The Webmag has been going for nearly eight years now, and we must have published well over a thousand articles. Who refers to the musty piles of back numbers of hard copy magazines?
The Webmag articles are all there at the touch of the Back Issues button. Modern technology makes them available. But unless you are using a search engine, you might not think of rooting through our past issues, and if you are a new reader, you certainly won’t remember the pieces when they came out.
There are some really good articles published years ago but still worth looking at, and this column pinpoints a few of them.
This was a very full issue and there were several articles worth re-reading. There was also a very full report of the FICE Congress in Glasgow. It might be thought that a report on a Congress from a few years back is very dusty material, but the report gives the essence of some excellent speeches, packed with ideas.
The issue ends with a report about the terrible tragedy at Beslan when several hundred children and adults were held hostage at the school, and many were killed when the building was finally stormed.

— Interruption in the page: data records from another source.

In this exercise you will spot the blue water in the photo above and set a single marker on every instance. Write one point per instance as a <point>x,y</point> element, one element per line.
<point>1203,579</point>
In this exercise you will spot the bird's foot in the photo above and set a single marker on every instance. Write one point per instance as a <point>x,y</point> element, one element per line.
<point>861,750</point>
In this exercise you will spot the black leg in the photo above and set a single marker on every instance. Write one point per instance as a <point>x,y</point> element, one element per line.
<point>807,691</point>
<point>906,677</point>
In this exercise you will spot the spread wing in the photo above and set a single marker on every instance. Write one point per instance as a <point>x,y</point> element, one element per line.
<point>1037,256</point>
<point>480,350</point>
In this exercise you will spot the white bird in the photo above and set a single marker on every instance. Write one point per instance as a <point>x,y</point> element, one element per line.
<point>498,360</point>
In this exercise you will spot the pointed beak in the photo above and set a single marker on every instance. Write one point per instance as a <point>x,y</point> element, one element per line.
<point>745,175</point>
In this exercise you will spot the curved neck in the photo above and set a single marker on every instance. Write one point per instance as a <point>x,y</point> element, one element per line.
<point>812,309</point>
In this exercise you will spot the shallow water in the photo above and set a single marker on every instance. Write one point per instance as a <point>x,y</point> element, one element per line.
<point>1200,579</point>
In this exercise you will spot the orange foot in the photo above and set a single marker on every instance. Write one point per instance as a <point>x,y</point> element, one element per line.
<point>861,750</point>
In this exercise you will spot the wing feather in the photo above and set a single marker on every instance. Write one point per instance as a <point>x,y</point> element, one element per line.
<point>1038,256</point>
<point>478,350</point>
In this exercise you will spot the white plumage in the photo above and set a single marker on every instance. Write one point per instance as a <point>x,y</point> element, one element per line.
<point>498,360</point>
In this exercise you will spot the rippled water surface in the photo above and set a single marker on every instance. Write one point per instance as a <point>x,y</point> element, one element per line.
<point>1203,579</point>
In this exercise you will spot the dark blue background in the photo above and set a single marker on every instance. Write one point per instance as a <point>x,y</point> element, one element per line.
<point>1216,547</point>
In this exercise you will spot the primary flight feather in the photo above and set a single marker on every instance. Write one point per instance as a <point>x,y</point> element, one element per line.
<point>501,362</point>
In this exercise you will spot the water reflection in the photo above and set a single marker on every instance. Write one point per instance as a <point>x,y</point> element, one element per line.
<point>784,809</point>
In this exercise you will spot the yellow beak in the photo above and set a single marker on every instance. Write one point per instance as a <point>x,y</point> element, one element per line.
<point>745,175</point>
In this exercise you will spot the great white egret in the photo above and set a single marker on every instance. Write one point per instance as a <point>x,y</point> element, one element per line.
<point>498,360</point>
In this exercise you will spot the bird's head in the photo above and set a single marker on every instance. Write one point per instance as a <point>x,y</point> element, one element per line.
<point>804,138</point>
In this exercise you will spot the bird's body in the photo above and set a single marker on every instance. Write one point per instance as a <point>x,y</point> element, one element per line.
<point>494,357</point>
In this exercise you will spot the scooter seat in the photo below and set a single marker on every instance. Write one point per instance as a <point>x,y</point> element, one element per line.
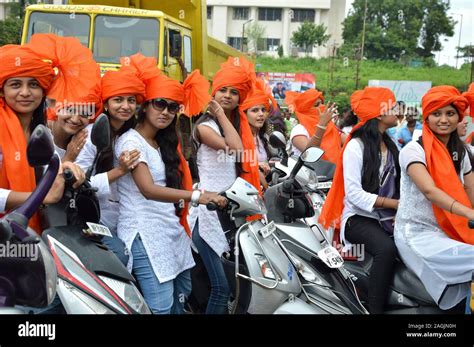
<point>404,281</point>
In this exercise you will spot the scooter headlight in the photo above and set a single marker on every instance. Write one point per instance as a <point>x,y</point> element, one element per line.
<point>128,293</point>
<point>265,268</point>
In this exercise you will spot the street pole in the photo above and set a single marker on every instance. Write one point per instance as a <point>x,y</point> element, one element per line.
<point>243,35</point>
<point>362,46</point>
<point>459,41</point>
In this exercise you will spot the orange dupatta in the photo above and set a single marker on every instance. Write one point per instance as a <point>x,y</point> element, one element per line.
<point>440,165</point>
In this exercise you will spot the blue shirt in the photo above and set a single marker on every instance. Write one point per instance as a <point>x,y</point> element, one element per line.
<point>405,135</point>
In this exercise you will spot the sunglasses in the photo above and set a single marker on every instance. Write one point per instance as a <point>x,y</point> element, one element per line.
<point>161,104</point>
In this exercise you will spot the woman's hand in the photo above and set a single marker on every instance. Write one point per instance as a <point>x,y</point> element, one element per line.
<point>208,197</point>
<point>128,160</point>
<point>57,189</point>
<point>75,145</point>
<point>329,112</point>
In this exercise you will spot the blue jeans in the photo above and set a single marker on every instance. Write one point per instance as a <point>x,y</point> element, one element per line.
<point>220,291</point>
<point>161,298</point>
<point>117,246</point>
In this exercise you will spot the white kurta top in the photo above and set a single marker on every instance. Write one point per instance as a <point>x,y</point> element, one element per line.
<point>442,264</point>
<point>357,201</point>
<point>216,173</point>
<point>167,245</point>
<point>298,130</point>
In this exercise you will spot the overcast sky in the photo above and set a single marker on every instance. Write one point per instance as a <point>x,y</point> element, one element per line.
<point>448,54</point>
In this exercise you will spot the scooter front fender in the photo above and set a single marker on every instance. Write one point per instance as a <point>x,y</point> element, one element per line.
<point>298,306</point>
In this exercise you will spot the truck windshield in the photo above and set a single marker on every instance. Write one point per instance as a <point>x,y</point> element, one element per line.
<point>116,37</point>
<point>61,24</point>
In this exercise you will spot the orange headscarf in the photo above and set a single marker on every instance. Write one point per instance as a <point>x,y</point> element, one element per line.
<point>122,82</point>
<point>355,98</point>
<point>193,94</point>
<point>15,172</point>
<point>308,116</point>
<point>239,73</point>
<point>440,164</point>
<point>373,102</point>
<point>78,78</point>
<point>469,95</point>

Our article was a tribute to them, incorporating the message sent by FICE Congress members and a couple of poems.
When putting this column together, we’re often surprised at the immense variety of subject matter in a single issue. In this one, there was involving disabled children in Girl Guides, Gus Greene looking back on his qualifying training a few decades earlier, the story of Mickey and Jon-Jon, an Editorial on the proposal which became NCERCC, and a piece about a healing holiday in North Wales – among others.
The article we’ve picked was Keith White’s paper to the annual SIRCC conference on Rethinking the Tasks and Systems of Residential Care, which focused on the five basic needs of people – security, significance, boundaries, community and creativity. It is a thoughtful paper, based – as always with Keith – not only on theory but on his experience at Mill Grove too.

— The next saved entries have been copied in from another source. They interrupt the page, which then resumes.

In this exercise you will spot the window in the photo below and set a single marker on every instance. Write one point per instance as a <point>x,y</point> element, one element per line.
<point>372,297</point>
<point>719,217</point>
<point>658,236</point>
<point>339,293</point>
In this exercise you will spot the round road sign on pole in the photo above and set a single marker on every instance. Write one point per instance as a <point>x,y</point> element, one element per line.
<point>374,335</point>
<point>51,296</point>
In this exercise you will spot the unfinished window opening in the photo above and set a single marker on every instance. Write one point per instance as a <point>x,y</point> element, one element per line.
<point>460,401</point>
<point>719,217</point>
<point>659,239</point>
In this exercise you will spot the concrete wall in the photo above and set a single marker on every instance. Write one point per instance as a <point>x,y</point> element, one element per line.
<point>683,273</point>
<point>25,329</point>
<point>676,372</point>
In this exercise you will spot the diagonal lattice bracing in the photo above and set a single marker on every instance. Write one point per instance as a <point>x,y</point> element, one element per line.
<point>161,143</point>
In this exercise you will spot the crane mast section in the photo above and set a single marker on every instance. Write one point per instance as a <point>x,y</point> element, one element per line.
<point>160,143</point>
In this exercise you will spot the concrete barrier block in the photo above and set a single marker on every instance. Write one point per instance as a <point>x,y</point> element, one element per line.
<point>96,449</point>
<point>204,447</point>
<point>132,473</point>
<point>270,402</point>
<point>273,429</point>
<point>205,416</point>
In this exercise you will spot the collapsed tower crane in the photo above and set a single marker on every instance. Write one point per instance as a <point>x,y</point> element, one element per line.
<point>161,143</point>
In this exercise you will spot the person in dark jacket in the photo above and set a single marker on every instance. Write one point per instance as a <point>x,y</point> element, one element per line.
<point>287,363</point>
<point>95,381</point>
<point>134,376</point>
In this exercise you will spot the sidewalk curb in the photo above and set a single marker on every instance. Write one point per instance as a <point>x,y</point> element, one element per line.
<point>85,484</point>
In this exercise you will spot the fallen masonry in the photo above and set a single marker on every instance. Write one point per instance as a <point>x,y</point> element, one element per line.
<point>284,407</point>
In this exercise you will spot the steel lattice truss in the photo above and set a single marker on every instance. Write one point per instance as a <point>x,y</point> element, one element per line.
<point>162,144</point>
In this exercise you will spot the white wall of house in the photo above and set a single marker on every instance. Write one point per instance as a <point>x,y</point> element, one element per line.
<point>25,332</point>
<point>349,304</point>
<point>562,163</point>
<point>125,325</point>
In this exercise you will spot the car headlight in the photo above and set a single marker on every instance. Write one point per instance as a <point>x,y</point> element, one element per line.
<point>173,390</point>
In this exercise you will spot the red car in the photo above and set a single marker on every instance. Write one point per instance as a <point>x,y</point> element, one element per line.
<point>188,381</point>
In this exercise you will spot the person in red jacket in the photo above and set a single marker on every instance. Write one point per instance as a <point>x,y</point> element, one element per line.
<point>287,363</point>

Charles Pragnell’s piece, Fabricated and/or Induced Illness in Children, gave a thoroughly documented critique of FFI, and as usual Charles did not pull his punches in criticising professionals whom he felt fell short. He has always felt that social workers have based their actions on unsound theory and inadequate research, and, together with psychiatrists, they are among his targets in this trenchant piece.

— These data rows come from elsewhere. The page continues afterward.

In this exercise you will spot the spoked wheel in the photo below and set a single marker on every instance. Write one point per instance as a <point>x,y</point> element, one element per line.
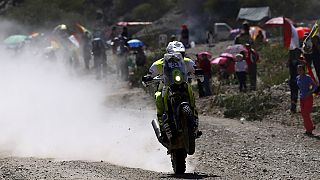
<point>178,160</point>
<point>188,124</point>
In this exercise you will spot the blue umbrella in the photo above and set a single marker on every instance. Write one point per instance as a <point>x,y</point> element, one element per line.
<point>135,43</point>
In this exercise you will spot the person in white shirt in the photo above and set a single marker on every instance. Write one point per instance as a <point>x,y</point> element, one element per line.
<point>241,68</point>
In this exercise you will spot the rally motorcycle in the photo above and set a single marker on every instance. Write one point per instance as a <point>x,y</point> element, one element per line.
<point>180,131</point>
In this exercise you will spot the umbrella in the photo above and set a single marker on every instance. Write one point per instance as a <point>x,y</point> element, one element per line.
<point>82,29</point>
<point>15,39</point>
<point>133,23</point>
<point>135,43</point>
<point>205,53</point>
<point>60,27</point>
<point>227,55</point>
<point>219,60</point>
<point>278,21</point>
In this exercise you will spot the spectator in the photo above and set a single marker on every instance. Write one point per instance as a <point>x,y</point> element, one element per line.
<point>252,58</point>
<point>293,63</point>
<point>99,57</point>
<point>199,83</point>
<point>125,32</point>
<point>306,86</point>
<point>185,36</point>
<point>204,64</point>
<point>244,37</point>
<point>241,69</point>
<point>140,57</point>
<point>259,41</point>
<point>86,49</point>
<point>113,33</point>
<point>173,38</point>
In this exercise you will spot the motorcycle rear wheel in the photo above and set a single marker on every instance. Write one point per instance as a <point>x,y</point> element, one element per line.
<point>188,129</point>
<point>178,160</point>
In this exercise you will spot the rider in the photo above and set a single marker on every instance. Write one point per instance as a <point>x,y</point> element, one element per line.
<point>157,69</point>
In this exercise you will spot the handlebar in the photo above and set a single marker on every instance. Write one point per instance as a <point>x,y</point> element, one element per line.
<point>148,79</point>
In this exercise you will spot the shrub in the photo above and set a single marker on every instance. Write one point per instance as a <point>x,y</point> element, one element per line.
<point>135,79</point>
<point>252,106</point>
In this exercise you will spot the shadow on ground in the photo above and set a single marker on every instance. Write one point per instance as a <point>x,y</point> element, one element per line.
<point>191,176</point>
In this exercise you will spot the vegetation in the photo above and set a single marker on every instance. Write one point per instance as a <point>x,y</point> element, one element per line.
<point>251,106</point>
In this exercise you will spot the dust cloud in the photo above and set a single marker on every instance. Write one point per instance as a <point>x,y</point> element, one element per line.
<point>48,111</point>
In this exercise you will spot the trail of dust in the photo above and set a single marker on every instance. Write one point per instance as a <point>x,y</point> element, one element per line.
<point>47,111</point>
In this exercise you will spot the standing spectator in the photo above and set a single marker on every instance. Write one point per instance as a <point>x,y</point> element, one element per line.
<point>184,36</point>
<point>99,57</point>
<point>86,49</point>
<point>204,64</point>
<point>293,63</point>
<point>252,58</point>
<point>312,54</point>
<point>259,41</point>
<point>244,37</point>
<point>306,86</point>
<point>241,69</point>
<point>113,33</point>
<point>140,57</point>
<point>316,55</point>
<point>120,49</point>
<point>125,32</point>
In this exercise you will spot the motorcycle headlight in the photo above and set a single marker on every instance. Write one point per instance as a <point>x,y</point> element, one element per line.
<point>177,78</point>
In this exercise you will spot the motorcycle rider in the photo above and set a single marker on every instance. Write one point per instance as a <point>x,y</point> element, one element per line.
<point>156,68</point>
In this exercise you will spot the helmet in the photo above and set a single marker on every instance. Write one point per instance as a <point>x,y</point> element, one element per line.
<point>307,47</point>
<point>175,46</point>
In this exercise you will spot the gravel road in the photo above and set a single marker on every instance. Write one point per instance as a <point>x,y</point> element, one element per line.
<point>228,149</point>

Alison Marlow did an Editorial on the reasons why Christmas is important for everyone, and the issue also covered :
- child obesity,
- young offenders,
- the extraordinary success of the NCMA,
- art displays of students’ work,
- the latest from Parliament,
- the next instalment about Mikey and Jon-Jon,
- inclusion in day nurseries.
- parents’ knowledge of the educational system,
- the SCA Annual Seminar in 2005,
- Pitcairn Island,
- Greek and Byzantine history – an apology,
- transfer fees,
- rich kids,
- and a few other bits and pieces as well.
You get value for money in Children Webmag.
As we have got to the end of 2004, we risk catching up on our recent history like a snake swallowing its own tail, so this is the last column in this series.